Ripeto e sottolineo che non ho né timore della tecnologia, né ho alcun tipo di attaccamento romantico alla figura del docente che volteggia nell’aula e con grazia arringa gli studenti.  Trovo però ingenua e forzata la convinzione diffusa che la tecnologia e il progresso digitali siano strumenti neutrali, immuni da ogni giudizio politico e morale, anche considerando come questi trasformano il modo in cui comunichiamo e insegniamo. La tecnologia diventa pericolosa quando si inserisce in un processo di trasformazione sistemica, in cui l’università è concepita come un’azienda fornitrice di servizi e gli studenti diventano clienti che acquistano il prodotto più adatto, un po’ come quando dobbiamo decidere se andare in pizzeria o a restare comodamente sul divano e ordinare su Just Eat.  Nel rendere la lezione un prodotto impacchettato in format standardizzato non c’è assolutamente niente di innovativo: innovazione tecnologica non coincide con innovazione didattica.
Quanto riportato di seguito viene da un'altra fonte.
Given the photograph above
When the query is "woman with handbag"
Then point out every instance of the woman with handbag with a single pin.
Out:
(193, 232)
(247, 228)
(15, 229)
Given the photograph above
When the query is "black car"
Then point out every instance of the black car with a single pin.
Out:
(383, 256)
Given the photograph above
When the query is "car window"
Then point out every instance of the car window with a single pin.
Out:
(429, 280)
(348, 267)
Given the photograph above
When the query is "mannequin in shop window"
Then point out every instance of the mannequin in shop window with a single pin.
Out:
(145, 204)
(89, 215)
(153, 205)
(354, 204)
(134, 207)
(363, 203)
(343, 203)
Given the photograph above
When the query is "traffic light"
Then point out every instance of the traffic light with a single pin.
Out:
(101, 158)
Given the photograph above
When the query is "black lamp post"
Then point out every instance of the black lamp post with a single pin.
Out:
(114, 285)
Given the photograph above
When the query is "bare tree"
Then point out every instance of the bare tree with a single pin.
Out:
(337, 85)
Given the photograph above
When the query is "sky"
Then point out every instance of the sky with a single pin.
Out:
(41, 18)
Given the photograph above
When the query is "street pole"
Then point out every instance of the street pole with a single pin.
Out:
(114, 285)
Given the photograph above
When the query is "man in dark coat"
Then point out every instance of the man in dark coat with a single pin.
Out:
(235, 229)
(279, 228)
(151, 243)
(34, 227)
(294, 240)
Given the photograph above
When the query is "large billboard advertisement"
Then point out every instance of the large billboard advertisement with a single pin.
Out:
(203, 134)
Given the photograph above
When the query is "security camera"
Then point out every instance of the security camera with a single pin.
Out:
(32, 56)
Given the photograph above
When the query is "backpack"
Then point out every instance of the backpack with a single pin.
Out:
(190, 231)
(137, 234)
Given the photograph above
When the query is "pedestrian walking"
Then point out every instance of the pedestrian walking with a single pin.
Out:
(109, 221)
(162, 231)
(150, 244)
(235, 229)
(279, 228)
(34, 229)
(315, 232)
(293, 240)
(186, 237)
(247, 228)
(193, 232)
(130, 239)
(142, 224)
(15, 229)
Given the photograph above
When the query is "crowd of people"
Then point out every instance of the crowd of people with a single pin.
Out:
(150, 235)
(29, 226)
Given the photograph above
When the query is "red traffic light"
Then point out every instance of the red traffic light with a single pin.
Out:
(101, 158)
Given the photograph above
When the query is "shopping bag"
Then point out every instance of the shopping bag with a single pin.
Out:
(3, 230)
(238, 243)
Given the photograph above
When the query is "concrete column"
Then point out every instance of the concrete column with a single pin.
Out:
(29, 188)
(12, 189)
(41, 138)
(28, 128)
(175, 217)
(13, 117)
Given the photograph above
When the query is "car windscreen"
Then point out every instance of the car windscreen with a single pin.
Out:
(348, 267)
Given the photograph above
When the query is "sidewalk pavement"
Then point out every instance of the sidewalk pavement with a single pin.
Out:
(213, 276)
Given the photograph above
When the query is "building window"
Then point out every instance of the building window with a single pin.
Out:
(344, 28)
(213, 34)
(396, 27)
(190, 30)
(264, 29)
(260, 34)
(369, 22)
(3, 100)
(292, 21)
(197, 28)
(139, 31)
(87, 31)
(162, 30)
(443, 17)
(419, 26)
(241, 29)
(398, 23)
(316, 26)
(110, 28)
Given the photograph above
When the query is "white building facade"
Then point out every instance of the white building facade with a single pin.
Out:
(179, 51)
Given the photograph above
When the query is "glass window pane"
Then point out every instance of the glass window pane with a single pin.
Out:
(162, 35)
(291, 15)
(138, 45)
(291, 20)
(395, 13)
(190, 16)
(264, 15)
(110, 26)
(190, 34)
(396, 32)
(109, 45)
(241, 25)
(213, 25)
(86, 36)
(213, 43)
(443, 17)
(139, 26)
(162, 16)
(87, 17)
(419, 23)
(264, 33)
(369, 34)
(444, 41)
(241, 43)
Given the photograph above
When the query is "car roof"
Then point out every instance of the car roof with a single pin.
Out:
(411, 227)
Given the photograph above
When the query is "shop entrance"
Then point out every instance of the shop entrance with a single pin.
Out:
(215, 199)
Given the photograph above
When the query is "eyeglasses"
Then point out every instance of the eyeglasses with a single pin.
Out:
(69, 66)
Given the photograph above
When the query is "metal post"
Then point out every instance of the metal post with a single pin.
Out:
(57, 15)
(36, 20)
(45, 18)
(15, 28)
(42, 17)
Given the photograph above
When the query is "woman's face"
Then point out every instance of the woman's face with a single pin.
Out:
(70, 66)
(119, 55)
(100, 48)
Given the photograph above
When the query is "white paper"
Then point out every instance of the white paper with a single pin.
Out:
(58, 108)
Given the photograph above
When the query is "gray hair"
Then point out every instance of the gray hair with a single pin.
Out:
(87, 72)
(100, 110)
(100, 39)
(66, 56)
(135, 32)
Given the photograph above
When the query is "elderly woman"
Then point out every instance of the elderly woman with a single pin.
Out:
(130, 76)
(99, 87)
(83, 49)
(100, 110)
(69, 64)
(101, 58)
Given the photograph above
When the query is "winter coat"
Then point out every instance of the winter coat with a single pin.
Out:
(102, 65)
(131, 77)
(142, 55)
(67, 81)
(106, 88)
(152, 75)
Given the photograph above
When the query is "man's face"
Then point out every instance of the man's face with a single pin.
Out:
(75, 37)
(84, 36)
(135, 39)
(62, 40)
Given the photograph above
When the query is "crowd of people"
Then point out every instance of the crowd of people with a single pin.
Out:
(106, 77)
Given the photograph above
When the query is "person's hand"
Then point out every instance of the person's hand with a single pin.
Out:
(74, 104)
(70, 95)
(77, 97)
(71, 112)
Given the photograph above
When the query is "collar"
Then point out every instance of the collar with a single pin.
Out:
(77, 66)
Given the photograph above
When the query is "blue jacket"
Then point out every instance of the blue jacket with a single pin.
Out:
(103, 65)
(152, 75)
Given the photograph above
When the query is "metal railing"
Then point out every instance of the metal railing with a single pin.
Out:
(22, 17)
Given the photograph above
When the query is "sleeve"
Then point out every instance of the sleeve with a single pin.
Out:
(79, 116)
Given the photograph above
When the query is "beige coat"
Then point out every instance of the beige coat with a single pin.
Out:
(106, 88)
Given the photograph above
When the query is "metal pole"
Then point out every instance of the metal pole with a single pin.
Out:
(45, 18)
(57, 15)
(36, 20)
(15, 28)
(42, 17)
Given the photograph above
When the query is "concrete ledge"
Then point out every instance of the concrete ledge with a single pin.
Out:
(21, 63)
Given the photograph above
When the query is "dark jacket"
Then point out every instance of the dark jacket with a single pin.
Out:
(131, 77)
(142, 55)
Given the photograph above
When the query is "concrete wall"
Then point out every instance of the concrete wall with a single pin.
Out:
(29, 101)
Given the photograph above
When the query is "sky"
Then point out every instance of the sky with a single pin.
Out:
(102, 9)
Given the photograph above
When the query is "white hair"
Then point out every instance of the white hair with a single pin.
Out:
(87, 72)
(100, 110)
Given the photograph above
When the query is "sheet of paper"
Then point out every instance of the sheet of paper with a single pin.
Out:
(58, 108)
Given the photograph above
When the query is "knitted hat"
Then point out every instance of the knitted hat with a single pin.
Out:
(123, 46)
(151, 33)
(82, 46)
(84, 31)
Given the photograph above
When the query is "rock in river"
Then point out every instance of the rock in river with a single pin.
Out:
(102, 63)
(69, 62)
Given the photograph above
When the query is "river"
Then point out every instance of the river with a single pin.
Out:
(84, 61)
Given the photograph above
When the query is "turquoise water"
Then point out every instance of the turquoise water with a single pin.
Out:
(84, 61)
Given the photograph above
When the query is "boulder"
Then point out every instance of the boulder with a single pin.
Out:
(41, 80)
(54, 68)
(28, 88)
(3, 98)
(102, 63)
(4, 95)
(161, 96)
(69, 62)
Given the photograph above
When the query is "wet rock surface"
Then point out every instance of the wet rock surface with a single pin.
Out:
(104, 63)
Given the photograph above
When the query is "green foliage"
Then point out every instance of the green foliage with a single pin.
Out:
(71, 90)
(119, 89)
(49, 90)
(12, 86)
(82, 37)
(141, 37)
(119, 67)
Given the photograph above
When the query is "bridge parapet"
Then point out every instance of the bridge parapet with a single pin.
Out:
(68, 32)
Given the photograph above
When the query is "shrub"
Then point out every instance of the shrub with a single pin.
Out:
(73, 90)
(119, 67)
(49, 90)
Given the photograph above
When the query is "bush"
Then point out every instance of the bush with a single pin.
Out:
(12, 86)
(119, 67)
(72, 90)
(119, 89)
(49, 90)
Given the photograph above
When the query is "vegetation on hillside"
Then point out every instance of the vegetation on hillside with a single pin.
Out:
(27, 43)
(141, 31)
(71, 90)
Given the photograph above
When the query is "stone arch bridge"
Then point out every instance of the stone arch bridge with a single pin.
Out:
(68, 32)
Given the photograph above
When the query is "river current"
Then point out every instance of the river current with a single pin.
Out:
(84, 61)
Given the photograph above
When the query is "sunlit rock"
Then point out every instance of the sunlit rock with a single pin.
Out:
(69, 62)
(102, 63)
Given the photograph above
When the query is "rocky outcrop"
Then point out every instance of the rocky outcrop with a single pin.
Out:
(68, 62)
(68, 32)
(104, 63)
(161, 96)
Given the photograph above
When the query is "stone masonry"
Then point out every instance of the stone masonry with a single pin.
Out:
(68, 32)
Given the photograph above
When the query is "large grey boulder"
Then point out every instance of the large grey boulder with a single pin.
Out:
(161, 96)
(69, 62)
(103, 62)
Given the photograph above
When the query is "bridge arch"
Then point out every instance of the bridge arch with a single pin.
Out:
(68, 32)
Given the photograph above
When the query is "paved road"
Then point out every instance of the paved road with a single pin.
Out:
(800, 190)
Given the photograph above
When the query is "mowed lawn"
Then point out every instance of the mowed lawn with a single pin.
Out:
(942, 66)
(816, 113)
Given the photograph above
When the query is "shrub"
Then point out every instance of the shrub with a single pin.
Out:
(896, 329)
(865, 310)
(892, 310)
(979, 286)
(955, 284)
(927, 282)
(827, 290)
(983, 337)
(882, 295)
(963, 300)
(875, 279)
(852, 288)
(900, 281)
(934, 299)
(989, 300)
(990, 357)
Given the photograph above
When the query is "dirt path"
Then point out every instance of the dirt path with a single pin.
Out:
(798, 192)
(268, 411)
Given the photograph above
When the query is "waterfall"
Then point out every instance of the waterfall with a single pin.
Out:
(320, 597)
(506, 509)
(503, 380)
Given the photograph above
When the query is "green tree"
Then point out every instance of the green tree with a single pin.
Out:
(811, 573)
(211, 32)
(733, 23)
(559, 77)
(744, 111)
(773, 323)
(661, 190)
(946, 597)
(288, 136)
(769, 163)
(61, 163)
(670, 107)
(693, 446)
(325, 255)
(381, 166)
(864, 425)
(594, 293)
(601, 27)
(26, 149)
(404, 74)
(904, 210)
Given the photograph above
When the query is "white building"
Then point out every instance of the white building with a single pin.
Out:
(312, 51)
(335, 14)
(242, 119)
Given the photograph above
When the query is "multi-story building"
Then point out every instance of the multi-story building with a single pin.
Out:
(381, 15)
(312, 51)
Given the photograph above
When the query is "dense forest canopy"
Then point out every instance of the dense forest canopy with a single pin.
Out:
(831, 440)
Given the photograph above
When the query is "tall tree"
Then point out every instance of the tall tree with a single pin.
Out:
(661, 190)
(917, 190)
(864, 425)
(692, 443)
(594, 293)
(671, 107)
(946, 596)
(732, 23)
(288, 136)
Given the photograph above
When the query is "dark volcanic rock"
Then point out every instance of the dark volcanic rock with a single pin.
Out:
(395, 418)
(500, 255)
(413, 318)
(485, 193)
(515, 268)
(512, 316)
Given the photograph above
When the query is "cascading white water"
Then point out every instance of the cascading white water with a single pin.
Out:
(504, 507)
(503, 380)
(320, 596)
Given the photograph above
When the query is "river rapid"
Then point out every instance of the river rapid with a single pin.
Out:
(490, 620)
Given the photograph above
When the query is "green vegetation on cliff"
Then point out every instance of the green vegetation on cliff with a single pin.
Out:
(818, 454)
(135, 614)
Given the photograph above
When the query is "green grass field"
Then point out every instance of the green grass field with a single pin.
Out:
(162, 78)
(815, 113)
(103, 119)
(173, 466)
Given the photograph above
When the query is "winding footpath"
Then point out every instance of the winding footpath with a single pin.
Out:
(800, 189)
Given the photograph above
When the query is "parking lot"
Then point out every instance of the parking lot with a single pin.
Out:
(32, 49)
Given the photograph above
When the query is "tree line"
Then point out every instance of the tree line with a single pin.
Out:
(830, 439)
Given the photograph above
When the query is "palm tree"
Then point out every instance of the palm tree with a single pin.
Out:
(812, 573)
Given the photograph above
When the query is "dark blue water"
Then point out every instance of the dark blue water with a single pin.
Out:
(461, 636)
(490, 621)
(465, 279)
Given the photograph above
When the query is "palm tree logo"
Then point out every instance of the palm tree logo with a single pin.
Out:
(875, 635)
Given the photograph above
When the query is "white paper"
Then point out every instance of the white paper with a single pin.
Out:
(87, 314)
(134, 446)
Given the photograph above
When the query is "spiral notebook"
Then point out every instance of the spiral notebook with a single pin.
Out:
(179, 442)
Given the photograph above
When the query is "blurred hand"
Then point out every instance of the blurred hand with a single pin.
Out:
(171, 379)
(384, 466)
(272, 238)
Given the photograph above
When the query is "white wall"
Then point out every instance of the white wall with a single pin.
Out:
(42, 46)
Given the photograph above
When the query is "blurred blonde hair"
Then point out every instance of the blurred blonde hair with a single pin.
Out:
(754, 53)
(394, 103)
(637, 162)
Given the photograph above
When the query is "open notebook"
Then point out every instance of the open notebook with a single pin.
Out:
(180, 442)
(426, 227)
Nel registrare una lezione si crea automaticamente una trasmissione unilaterale del sapere, poiché la conferenza registrata non prevede dialogo, conflitto o dissenso. Così si annulla la possibilità di mettere in discussione o persino di cambiare la rotta di un corso universitario, che è la parte più affascinante del mio mestiere. Con i pacchetti didattici la creatività del docente e degli studenti viene strangolata. 

 

Molti professori universitari hanno tessuto le lodi della didattica a distanza, elogiandone la flessibilità, spesso e volentieri in modo estremamente ideologico. È anche vero però che le crisi aprono sempre spiragli per cambiamenti profondi e radicali. Nel suo libro “Insegnare (e vivere) ai tempi del virus” afferma che, tutto sommato, la modalità di lezione frontale tradizionale "dove almeno ci sono sguardi, espressioni e voci umane che dicono cose a cui non avevamo pensato" resta un'alternativa preferibile alla didattica online. secondo lei esistono degli aspetti della Didattica a Distanza (DAD) che possono compensare alle mancanze intrinseche della DAD stessa (mancanza di contatto ecc)?

In realtà molti docenti avevano già iniziato da tempo a usufruire delle risorse digitali per interagire a distanza con gli studenti. La cosa che noto con dispiacere è che le modalità applicate non sono in alcun modo innovative, ma fanno invece un passo indietro. Ripeto: si va verso una standardizzazione del modulo lezione in maniera quasi meccanica, e dunque rimango convinto che la lezione in presenza sia di gran lunga preferibile alla schizofrenica modalità blended. Ciò non toglie che alcuni aspetti del digitale possano essere affascinanti e persino utili, ma ripeto: innovazione digitale e innovazione didattica non coincidono in modo automatico, e chi solleva dubbi non è un oscurantista medievale, ma qualcuno che vuole usare tecnologie in modo consapevole.

È vero che le crisi stravolgono la realtà, ma allo stesso tempo impongono delle scelte. L’etimologia della parola crisi rimanda a due sfere semantiche: da un lato “lacerazione”, “separazione” tra un prima e un dopo, dall’altro “scelta”, giudizio”, “critica”, tenendo conto anche delle  problematiche e ambigue nuove forme di socialità, che portano a un isolamento reciproco di “esseri umani in piccole stanze”. È interessante come il discorso sull'università Post -Covid riguardi esclusivamente la distanza tra studente e docente ma mai quella della comunità studentesca, di condivisione di formazione tra pari, di socialità esercitata con i propri corpi.